View Full Version : Econ 101 Post Series: Labor is not Fungible
scott
09-05-2011, 12:26 AM
http://www.thefreemanonline.org/anything-peaceful/labor-is-not-fungible/
A fantastic must-read, and one that illustrates the fundemental lack of understanding from both sides of the employment debate. Those who call for "more stimulus" are just as wrong as those saying the fleet of blue-colar manufacturing jobs is the problem.
An excellent summary:
Let me ask a simple question: If your productive capacity is totally focused on making tables, but your population has plenty of tables but has a real shortage of chairs, and no one is trained to make chairs, how much fiscal stimulus would you need to pick up aggregate demand? Answer: Infinite. People don’t want more tables at any price. As long as that’s all you’re offering, aggregate demand will remain low, and all your table makers will remain unemployed. In fact, the stimulus is just masking the problem and delaying the necessary adjustment to a ‘chair economy’.
Th'Pusher
09-05-2011, 12:45 AM
This I find interesting. How do you suggest we go about making chairs instead of tables?
Th'Pusher
09-05-2011, 01:08 AM
This is a question. I am one of those d-bag Keyseians who think we can create artificial demand by pumping government money into much needed infrastructure. Sure ther'll be some cannibalization of the higher end jobs, but I think it'll be offset by employing the labor of the unskilled who'll spend the money. Tarring a roof and a road can't be that different. Tell me where I am wrong.
ElNono
09-05-2011, 01:23 AM
Actually, the stimulus would work if it's applied directly to make chairs. You know, one of the things we were discussing with some other posters here is that there are certain needs, such as infrastructure, where if you would apply stimulus directly there then you would be creating some temporary jobs on an area where there's a need.
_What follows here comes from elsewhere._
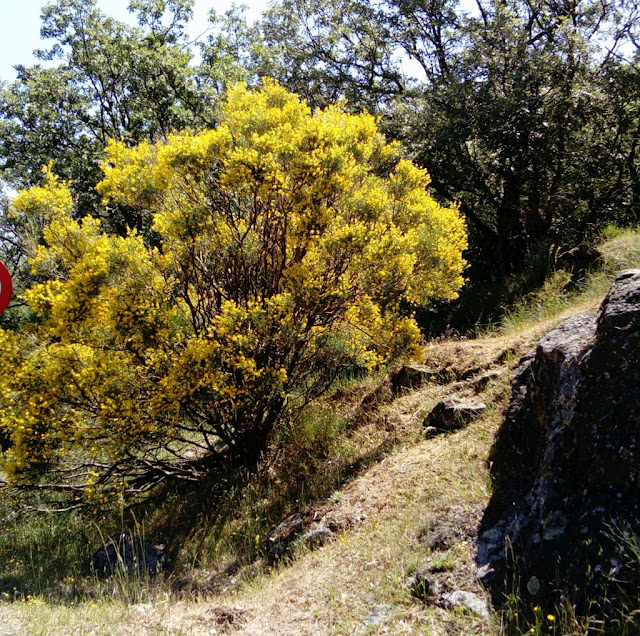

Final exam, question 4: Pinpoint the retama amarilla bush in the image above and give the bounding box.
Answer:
[0,80,467,502]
The other point to be made about this is that this country already transformed from a manufacturing economy to a services economy back in the 90's, when we stopped being competitive on the manufacturing business. Now, services seem to be the next thing being outsourced out there. So where do you go from here? Basically, the only thing left is intellectual property, but that's harder to enforce and it's very debatable you can run an entire country with the current standard of living off of that.
Thanks for the link!
ElNono
09-05-2011, 01:35 AM
BTW, after reading the article, the specialization part is on-point, but this country already went through transformations. If anything, the argument to be made is that some of the stimulus money should've gone towards training. The other argument is that seemingly never-ending unemployment benefits entices people to wait it out instead of taking on perhaps a 'lower' job.
Nbadan
09-05-2011, 02:02 AM
Obama has always been a bit of an admirer or Reagan, I wonder how much trickle-down growth Reagan was so found of, Obama believed would have spurred future job creation...yeah, didn't work to well for Reagan either.....seems that Obama wanted to create jobs but not squander taxpayer money on frivolous waste, thus the shovel ready jobs and the need for more technical expertise...it's a no-win situation...
boutons_deux
09-05-2011, 07:16 AM
"Obama has always been a bit of an admirer or Reagan"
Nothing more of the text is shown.